Here are some of the properties that make it so special:
MDR Gallery had already honed in on these features and had discovered the beauty in aluminium transformed by designers with an eye for aesthetics. This became the theme of their feature exhibition for London Craft Week 2019, called ALU! and it included work by Studio Vit, Sigve Knutson, Radek Husak, Silo Studio, and Bram Vanderbeke and Wendy Andreu.
This new generation of designers has reinvented and reimagined how aluminium can be used and perceived by highlighting different techniques that can be used on the metal, including hammering, casting, hand-polishing, spinning and laser cutting. Long associated with sleek, mass-produced objects the final results showcase in this display allows us to see what can be done with this seemingly quiet and unassuming material.
Photo credit: MDR Gallery
Wendy Andreu and Bram Vanderbeke – Pyramid Shelves
The Pyramids shelves come in a range of shapes and sizes, but they all have one thing in common- they are made up of a series of laser-cut aluminium components that are put together without the use of screws, rivets or welding. They are functional and can be used to hold objects, books, or even as a table surface, and yet these totemic looking objects become much more than a storage unit behaving as sculptures as well. The pyramids are incredibly simple, directly covered by a reflective metallic skin that mirrors the light and its surroundings that accentuating the beauty of the aluminium it is made out of.
“Aluminium creates alumina which is basically a transparent, very hard and resistant coating of a few nano-millimetres, which covers the full surface. Therefore, this metal has the ability to keep the same aspect overtime and does not necessarily need a coating like paint or varnish.” Bram Vanderbeke
Studio Vit combines the familiar material aluminium, with uncommon manufacturing techniques for the production of their architectural Cone Lights- a collection of lights in a combination of aluminium and glass. The spheres are hand-blown glass and the cones are spun aluminium. Together the spheres and the cones make up a collection of pendant, table and floor lights. The lights are either hand polished, giving the metal a rare and surprising quality, or marble-blasted, where the surface achieves a delicate lustre. The mirror finish catches the light and reflects the full colour spectrum offering an iridescent hue from some angles. On the other hand the marble blasting makes the aluminium appear stone-like, matt and textured. Cone lights was originally designed for a solo exhibition at Etage Projects in 2015 and later included as a part of Alu! at MDR Gallery.
Radek experimented with pigment transfer and carbon pencil on sandblasted aluminium as his canvas, creating unique textures and graphic effects in his collection called Trace.
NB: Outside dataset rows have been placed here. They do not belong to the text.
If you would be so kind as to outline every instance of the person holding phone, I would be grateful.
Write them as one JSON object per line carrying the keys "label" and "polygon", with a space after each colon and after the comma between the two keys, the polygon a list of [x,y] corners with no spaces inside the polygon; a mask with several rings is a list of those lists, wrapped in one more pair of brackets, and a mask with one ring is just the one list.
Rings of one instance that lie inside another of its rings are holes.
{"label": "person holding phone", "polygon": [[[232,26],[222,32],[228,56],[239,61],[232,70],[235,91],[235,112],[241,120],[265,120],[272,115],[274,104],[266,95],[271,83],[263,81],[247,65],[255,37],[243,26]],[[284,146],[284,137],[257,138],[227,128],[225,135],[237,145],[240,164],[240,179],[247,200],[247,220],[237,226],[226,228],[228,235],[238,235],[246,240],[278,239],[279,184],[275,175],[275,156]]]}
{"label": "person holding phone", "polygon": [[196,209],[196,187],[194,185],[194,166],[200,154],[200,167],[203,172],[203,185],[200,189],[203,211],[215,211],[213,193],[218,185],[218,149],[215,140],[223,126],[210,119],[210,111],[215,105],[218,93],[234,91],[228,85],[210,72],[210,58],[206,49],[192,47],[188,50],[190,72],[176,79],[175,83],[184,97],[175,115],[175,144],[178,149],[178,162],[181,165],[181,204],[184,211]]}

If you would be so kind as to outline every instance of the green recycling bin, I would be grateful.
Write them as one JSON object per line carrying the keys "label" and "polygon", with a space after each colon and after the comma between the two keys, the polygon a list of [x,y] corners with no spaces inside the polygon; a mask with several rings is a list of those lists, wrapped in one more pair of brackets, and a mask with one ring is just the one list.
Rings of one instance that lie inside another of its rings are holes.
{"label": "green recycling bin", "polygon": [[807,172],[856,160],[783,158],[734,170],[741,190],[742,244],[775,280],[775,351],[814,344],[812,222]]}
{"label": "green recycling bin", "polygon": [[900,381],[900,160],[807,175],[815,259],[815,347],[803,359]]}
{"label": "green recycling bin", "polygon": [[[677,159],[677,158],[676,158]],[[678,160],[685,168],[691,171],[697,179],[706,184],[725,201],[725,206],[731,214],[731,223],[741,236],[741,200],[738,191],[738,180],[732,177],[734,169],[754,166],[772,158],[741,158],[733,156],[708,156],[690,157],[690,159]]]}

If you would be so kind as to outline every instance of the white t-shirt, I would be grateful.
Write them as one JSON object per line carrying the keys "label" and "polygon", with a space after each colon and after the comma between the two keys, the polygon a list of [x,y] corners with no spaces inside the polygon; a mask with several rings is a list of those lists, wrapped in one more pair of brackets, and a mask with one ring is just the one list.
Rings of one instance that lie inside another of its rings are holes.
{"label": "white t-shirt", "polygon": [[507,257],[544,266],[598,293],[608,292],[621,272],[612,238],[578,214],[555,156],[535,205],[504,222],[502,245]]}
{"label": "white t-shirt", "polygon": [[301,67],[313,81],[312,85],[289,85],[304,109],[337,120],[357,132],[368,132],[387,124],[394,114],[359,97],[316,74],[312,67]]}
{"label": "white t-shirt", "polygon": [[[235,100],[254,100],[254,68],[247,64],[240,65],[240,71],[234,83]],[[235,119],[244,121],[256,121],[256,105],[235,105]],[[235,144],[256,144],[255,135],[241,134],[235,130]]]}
Photo credit – MDR Gallery
The Cast Hanger, The Cast Stool and The Hammered Lamp
Aluminium is low cost, easily bendable and melts at a low temperature, which means I can experiment with casting and mould-making techniques without starting a fire,” said Oslo-based designer Sigve Knutson, whose hammered and cast aluminium pieces were part of the Alu! show.
Sigve began to use aluminium as a student at the Design Academy in Eindhoven, when she discovered a foundry near the school and found that it was one of the few materials she could easily afford.
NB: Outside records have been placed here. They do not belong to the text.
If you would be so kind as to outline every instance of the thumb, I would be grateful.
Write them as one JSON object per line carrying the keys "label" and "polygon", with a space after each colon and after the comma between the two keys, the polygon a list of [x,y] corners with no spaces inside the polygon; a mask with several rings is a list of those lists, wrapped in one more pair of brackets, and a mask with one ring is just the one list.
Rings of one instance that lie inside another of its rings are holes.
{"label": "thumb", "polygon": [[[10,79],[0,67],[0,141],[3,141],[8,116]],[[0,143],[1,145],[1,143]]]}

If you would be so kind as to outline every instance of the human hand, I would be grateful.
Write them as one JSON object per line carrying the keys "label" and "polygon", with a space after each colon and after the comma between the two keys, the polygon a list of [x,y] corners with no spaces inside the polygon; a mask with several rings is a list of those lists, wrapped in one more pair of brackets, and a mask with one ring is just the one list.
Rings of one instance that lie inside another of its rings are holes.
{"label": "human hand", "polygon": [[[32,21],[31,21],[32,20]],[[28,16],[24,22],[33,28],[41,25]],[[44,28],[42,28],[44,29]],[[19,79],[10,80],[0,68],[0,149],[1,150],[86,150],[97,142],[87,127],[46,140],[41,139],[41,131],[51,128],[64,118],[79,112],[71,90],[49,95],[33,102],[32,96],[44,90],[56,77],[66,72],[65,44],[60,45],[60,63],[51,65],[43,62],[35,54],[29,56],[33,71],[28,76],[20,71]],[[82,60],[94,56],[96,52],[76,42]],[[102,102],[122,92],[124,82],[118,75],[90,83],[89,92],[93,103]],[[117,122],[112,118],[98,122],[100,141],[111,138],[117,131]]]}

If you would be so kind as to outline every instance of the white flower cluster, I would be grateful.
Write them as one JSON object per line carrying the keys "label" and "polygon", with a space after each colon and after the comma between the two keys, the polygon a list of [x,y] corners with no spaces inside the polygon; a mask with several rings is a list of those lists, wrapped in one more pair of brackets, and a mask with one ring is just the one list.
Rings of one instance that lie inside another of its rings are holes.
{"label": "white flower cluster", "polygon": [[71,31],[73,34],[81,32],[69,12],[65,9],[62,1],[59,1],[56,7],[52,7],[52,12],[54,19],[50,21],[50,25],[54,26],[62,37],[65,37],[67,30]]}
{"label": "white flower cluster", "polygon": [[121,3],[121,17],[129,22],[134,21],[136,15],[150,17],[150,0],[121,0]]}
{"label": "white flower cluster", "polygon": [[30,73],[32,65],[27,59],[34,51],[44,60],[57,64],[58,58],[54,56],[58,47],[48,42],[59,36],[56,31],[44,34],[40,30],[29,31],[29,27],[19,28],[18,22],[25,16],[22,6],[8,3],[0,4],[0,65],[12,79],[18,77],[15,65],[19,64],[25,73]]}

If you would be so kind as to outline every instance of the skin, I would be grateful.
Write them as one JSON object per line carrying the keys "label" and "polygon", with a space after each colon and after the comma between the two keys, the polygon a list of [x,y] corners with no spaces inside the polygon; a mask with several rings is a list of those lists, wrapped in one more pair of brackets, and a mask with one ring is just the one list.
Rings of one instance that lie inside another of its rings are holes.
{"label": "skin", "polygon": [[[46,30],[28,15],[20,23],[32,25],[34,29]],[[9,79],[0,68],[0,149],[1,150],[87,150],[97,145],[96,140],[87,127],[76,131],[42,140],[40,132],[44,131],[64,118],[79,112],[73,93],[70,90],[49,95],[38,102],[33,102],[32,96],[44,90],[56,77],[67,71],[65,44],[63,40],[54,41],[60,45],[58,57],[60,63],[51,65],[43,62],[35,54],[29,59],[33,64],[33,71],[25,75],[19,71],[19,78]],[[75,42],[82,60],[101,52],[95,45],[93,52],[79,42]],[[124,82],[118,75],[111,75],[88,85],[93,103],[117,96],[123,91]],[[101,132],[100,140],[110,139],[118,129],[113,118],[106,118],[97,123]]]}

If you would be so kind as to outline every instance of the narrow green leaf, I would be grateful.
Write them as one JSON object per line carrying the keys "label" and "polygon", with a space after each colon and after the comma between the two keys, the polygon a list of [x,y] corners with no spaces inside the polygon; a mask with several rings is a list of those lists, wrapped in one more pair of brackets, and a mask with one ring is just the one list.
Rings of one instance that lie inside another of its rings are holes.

The Cast Hanger is a large and impactful sculptural piece and is one of Sigve’s first large scale items in cast aluminium. The open-structured Cast Stool is similarly formed using the lost-foam casting process. Both pieces make use of common packaging foam tube and peanuts in their structure.
The Hammered Lamp is a table light forming part of Sigve’s Hammered Aluminium Objects series. Like the other pieces in the collection, this original object is created from hand-hammered sheet aluminium. The delicate surface texture and rounded form catches the light beautifully.
Photo credit – MDR Gallery
Silo Studio created and produced BEAM, a collection of small dishes and candle holders, from sections of extruded aluminium profiles more usually used for architectural construction. The profiles are sliced, drilled, tumbled, merging craft and industry in the making process of making these pieces.